Let's go for a nice walk, shall we? An hour or two, all day if you like. Feeling ambitious? Well, how about grabbing the big pack and throwing in a tent too?
Jo and I got away for a few days of backpacking early last August. We'd originally planned a longer trip. But, as the departure date neared, we decided on a "tamer" venture. So, off to the Red Lodge side of Beartooths we went.
A big burn swept through the area in 2008, leaving a ghostly forest of standing dead timber. Interested in fire ecology and plant succession? Well, this is a good place to observe the process. Dead trees are being replaced by lots of little ones. Then there's the namesake fireweed that blooms profusely after a fire. Farther up the drainage, the forest is unburned, wildflower aficionados will be pleased by the riot of color that awaits in the meadows.
There's a nice trail.
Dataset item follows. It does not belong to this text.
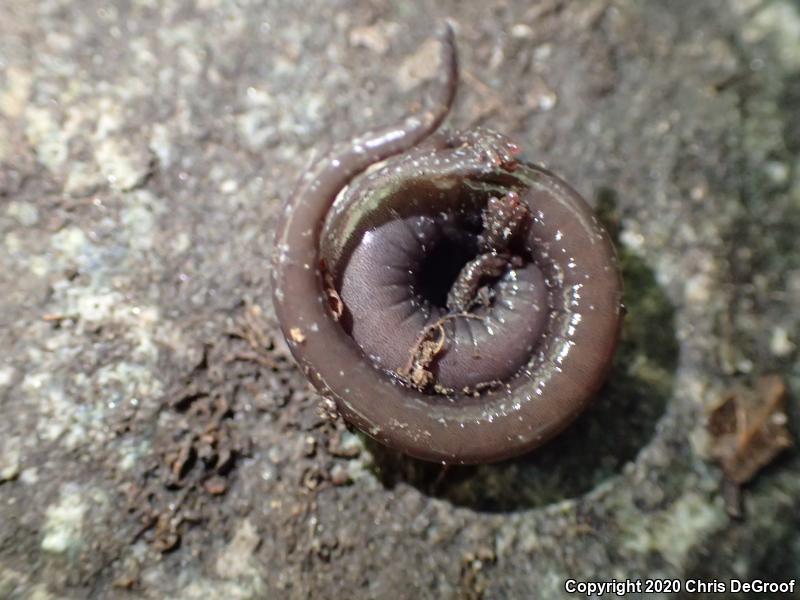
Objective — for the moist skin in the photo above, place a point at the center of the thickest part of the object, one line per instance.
(506, 388)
It's quite popular with day hikers and backpackers alike. You won't be wanting for company.
Ambitious folks do a "through hike". It's nineteen miles over the top of Sundance Pass and into the Lake Fork. We decided to stay in the West Fork. One day, we watched a jogger traverse the switchbacks at Sundance and disappear over the top.
We found a secluded spot in the trees and set up a base camp. A short stroll to the creek provided nice views, a few fish, and water for our morning coffee. Not surprisingly, the mosquitos were kind enough to share this spot with us.
The next couple of days were spent exploring the drainage. We hiked to several lakes. Trails led to some, but most required cross country travel, and a bit of a climb. Toil is good. One appreciates earned views a bit more.
The fishing? Well, it was pretty good. The cutthroat lakes are all stocked from the air. So, it's best to check the stocking schedules. The brook trout do just fine without any additional help. Regardless of the fishing, the trip was more than worth it just for the scenery. It is alpine grandeur at its finest.